No w tej postaci mało przydatna jest ta muszla, natomiast bardziej chodzi o to aby miejsce zachowało swoją funkcjonalność. Skoro nie tak dawno jakiś przedsiębiorca w środku parku chciał otwierać kawiarnie, to nie wierze, żeby nie było planów innego zagospodarowania miejsca po muszli na jakiś parking/galerie/sklepy. Miejsca w mieście jest dużo, sporo sklepów ,na Konstancji, Powstańców stoi pusta. Lokal po Rossmannie w byłym kinie czar od roku stoi pusty i do wynajęcia.
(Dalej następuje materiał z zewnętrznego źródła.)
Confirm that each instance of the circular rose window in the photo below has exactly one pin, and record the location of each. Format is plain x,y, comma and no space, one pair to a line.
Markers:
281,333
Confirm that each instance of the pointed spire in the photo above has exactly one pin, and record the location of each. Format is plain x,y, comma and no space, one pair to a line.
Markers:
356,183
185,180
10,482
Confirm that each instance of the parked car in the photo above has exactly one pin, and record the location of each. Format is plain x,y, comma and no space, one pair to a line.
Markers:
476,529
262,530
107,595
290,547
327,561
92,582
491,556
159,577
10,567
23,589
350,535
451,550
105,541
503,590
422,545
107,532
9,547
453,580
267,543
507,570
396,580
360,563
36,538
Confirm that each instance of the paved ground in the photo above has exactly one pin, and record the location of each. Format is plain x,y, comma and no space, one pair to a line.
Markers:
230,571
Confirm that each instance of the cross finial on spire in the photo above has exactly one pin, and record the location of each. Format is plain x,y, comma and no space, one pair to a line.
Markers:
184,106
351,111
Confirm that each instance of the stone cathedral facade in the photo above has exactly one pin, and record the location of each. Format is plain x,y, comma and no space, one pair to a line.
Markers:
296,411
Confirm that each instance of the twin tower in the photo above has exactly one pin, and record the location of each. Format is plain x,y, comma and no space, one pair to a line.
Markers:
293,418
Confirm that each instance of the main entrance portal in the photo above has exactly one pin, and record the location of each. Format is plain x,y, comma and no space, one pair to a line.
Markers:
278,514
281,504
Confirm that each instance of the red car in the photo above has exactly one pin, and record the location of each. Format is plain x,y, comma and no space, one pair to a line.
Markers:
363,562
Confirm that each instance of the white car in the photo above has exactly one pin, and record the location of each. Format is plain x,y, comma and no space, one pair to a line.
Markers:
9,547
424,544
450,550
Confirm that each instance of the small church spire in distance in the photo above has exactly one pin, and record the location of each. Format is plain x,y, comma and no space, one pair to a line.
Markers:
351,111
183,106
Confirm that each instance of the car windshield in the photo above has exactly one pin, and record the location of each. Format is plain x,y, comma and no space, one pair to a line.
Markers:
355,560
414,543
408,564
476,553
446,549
remont nie ma sensu jeśli ma służyć to pod festiwal reggae. muszla nie spełnia norm "wagowych" - zawieszenie tam czegokolwiek pod kątem festiwalu = pierdut ;-) dlatego muszę trzeba wyburzyć, kupić własną scenę i zagospodarować ów kawałek terenu który pozostanie. realnie poza festiwalem muszla nie jest wykorzystywana częściej niż przez 5 dni w roku, a utrzymać to trzeba. przenośna scena jest o niebo bardziej praktyczna. inna kwestia, że festiwal powinien być przeniesiony na stadion. łatwo tam zrobić pole namiotowe, już ogrodzone ;-) za trybuną krytą, poza tym obiekt będzie wykorzystany oraz ma pełny monitoring, z czasów kiedy Odra była w ekstraklasie. młodzi będą mogli sobie również zagrać w minigolfa na mosirze :-D
lepiej wyburzyć i w razie potrzeb stawiać tymczasową scenę, a zamiast remontować, czy raczej budować nową (bo chyba obecnej nie da się wyremontować, a zresztą i tak mimo zadaszenie deszcz padałna wykonawców), a pieniądze przeznaczyć należałoby na inne cele
Po co burzyć muszlę? Skoro mogą się tam odbyć reggae festiwal to dla czego nie odbywają się tam dni wodzisławia tylko na stadionie.